Selasa, 12 Agustus 2008

Kemitraan Untuk MDG's

Millennium Development Goals atau MDGs, yang disepakati para anggota PBB tujuh tahun lalu dalam sebuah KTT global yang kemudian melahirkan Millennium Declaration, adalah suatu inisiatif global untuk mengurangi jumlah orang miskin di dunia menjadi separuhnya pada tahun 2015. MDGs memiliki delapan tujuan (goals) dan 18 target yang harus dicapai oleh negara-negara berkembang dan juga negara-negara maju.
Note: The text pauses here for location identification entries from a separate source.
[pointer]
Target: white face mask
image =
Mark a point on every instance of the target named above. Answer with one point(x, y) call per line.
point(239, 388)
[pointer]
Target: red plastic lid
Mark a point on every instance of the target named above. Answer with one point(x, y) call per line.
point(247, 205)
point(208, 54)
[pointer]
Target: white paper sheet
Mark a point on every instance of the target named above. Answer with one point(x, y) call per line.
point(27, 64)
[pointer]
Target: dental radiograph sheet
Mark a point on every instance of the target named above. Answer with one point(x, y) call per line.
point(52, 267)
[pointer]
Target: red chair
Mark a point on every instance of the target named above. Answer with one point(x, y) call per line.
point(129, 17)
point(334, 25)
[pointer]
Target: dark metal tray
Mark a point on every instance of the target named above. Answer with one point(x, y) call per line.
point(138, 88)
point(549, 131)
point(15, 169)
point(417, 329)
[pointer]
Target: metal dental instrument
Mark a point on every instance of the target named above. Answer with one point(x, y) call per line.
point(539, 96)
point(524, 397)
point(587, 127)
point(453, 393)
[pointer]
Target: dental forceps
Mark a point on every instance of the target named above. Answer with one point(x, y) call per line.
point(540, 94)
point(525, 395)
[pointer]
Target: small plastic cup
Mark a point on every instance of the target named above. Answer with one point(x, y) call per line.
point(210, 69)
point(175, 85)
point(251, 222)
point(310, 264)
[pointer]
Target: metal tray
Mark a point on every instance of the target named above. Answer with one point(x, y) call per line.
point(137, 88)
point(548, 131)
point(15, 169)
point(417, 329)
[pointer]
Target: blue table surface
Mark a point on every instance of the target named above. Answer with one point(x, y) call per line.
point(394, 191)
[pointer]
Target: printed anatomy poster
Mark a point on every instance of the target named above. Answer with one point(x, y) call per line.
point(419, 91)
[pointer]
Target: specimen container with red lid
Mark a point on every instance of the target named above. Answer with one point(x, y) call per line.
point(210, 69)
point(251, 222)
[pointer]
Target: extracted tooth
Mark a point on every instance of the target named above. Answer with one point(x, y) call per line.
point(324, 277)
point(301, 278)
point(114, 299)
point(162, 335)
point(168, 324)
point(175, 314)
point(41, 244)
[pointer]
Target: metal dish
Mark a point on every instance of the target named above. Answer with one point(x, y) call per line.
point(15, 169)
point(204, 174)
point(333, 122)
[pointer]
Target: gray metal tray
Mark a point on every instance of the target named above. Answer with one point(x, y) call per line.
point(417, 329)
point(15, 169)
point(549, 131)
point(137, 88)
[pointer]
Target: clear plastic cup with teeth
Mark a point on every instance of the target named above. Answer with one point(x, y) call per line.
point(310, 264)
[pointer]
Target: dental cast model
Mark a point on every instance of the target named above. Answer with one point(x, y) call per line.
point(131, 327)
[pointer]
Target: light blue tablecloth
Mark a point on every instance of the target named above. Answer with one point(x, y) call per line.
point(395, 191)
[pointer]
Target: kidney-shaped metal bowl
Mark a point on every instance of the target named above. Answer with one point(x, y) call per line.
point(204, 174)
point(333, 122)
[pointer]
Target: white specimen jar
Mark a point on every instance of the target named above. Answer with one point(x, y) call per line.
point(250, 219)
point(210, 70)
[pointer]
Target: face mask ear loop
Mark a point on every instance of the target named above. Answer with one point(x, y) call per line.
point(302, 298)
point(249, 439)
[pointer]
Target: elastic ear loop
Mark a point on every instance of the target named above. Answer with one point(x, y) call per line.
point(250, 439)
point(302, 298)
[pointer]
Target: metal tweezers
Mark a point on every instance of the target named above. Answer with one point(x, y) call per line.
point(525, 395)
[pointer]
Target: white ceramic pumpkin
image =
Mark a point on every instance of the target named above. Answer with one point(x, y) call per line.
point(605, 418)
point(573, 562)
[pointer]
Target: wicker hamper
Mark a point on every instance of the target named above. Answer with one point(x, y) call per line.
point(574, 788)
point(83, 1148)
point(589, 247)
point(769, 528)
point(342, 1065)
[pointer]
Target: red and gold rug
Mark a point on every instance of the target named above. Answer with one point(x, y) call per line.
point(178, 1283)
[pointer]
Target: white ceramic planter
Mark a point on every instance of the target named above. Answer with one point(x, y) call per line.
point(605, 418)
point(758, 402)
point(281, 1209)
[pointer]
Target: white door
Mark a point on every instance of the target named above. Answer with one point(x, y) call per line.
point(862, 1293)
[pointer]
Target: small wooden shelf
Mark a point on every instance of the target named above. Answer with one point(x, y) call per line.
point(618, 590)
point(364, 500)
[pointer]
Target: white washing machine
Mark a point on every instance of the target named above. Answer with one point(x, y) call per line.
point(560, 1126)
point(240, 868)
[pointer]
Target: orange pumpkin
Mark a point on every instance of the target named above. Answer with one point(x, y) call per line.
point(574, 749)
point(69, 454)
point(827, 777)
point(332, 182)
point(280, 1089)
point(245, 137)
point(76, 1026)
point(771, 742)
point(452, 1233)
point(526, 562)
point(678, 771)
Upaya masyarakat internasional untuk mencapai MDGs pada tahun 2015 menyegarkan kembali gagasan jebakan kemiskinan (poverty trap), sebuah ide yang populer pada tahun 1950-an. Pada masa kini gagasan ini terutama dikembangkan oleh Jeffrey Sachs, yang adalah penasihat khusus Sekjen PBB Kofi Annan. Ide itu menyatakan negara-negara berkembang terperangkap dalam jebakan kemiskinan, karena itu membutuhkan dorongan yang kuat (big push) dalam wujud bantuan luar negeri (aid) dan investasi untuk dapat lepas landas (take-off) dalam rangka meningkatkan pendapatan per kapitanya dan tingkat kehidupan yang lebih baik.

Banyak yang percaya, tetapi banyak juga yang ragu akan efektivitas MDGs dan bahwa MDGs akan berhasil pada waktunya. Sejumlah fakta menguatkan keraguan itu. Seminggu sebelum berlangsung perhelatan besar di PBB tersebut, UNDP merilis 2005 Human Development Report: International Cooperation at a Crossroad. Laporan tersebut menyatakan walaupun terdapat sejumlah kemajuan yang substansial yang terkait dengan pencapaian target MDGs secara global, ada banyak negara yang justru mengalami keadaan yang lebih buruk daripada waktu sebelum target MDGs disepakati.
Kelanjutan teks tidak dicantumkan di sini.